To liven things up Barns now tries to convince his readers the Australian anti-abortionists, like their American counterparts, are engaged in scare mongering:
As is the case in the United States, the Australian anti-abortion campaign is focusing on late-term abortions, arguing that any woman who has an abortion is "running a high risk" of long-term psychological damage and that the rate of abortion in society constitutes an "epidemic."

Like their U.S. counterparts, the Australian anti-abortionists know that their aim of a near total ban on abortion is a long-term goal that will be achieved incrementally. So they are focusing on the emotive topic of late-term abortions and urging Australian politicians, as "an initial measure," to follow Bush's lead to ban any abortion performed after 20 weeks gestation.

Yet such abortions are extremely rare in Australia.

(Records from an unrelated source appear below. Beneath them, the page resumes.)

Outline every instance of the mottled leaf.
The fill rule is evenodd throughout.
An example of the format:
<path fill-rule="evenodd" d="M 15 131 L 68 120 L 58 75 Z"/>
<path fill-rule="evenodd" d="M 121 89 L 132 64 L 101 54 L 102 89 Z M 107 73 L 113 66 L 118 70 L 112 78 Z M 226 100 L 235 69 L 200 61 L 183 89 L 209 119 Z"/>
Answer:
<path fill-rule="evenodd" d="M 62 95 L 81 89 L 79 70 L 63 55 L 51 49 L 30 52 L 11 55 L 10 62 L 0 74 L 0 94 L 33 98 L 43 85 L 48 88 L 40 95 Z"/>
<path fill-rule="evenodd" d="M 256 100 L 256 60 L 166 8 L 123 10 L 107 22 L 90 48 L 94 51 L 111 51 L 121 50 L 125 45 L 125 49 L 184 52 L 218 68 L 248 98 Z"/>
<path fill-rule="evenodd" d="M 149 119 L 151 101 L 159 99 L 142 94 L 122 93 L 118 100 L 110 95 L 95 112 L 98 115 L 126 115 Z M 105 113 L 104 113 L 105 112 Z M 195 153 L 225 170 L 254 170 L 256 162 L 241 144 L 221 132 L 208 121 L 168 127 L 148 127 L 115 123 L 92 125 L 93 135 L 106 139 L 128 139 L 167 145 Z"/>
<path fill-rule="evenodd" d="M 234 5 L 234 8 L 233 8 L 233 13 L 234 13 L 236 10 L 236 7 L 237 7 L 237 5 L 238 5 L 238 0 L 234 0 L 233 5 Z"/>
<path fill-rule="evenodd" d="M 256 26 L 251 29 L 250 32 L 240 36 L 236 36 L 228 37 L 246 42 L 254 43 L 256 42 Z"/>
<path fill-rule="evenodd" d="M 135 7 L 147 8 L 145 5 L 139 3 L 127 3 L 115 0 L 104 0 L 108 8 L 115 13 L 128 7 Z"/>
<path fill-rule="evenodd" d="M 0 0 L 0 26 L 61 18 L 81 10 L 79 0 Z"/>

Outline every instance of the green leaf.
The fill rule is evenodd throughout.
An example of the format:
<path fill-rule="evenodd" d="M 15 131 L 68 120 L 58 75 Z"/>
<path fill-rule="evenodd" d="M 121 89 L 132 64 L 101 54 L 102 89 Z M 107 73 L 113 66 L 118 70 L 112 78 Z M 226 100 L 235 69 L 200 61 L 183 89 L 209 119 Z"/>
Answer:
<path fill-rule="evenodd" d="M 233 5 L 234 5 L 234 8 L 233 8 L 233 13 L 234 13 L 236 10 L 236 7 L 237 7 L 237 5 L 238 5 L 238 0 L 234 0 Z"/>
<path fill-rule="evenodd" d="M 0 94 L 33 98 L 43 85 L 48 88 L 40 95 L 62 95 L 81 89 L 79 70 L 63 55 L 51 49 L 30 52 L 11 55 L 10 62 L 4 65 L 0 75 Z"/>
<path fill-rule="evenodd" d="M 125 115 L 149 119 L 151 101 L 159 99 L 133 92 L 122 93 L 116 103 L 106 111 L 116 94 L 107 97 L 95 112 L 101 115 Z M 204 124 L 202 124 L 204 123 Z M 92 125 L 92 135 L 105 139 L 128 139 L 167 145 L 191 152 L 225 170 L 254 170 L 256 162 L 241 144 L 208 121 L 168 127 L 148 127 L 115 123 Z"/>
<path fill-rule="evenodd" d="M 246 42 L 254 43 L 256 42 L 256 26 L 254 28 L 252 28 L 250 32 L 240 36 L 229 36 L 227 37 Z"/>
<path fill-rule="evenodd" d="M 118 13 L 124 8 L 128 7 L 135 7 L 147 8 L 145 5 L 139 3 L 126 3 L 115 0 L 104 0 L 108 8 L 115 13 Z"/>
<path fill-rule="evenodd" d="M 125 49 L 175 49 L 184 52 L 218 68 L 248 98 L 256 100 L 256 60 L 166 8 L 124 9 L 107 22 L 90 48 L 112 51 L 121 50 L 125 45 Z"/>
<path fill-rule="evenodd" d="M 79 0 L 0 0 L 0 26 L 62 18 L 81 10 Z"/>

The total number of reported abortions in Australia is about 73,000 per year -- hardly an epidemic in a nation that has a population of 20 million. In 2003, the number of late-term abortions in Australia's two largest states, New South Wales and Victoria, was around 360.

As the husband of a woman who lost a child seven months into a preganancy and never fully recovered psychologically I can confirm the damage that can be done. 73,000 abortions might not be an epidemic but it's a big number nontheless.

Barns continues with the allegations of anti-abortion scare mongering and then concludes his column by recapping the Rove – Bush – fundamentalist Christian connection:
In the past five years, the U.S. fundamentalist Christian churches have successfully exported their brand of religion and politics to Australia. These churches are funding and fueling the current abortion debate and the Australian anti-abortionists, emboldened by the success of their U.S. counterparts, are embracing the same emotive tactics to win political support. Given John Howard's respect for the ideas and political strategy of George W. Bush and Karl Rove, the hour of the long-dormant Australian anti-abortion movement might be just around the corner.

I'm not emotionally involved in either the abortion or Karl Rove hysterias but do think it interesting that an Australian political commentator has written this column in an American newspaper. The only purpose I can see for him doing so is to try to energise the liberal base in America. If anyone can come up with a better reason, I'd love to hear it.

My thoughts on abortion: such matters are best left to the parties concerned, that is, the woman, her significant other and the medical practitioner. In any event, abortion should not be a form of birth control: women should be responsible for their bodies while they're getting pregnant, not just after they're pregnant. Late term abortions should be allowed only in dire circumstances.

As for Karl Rove, he's a nerdy little guy who's good at political strategy. A Svengali he ain't.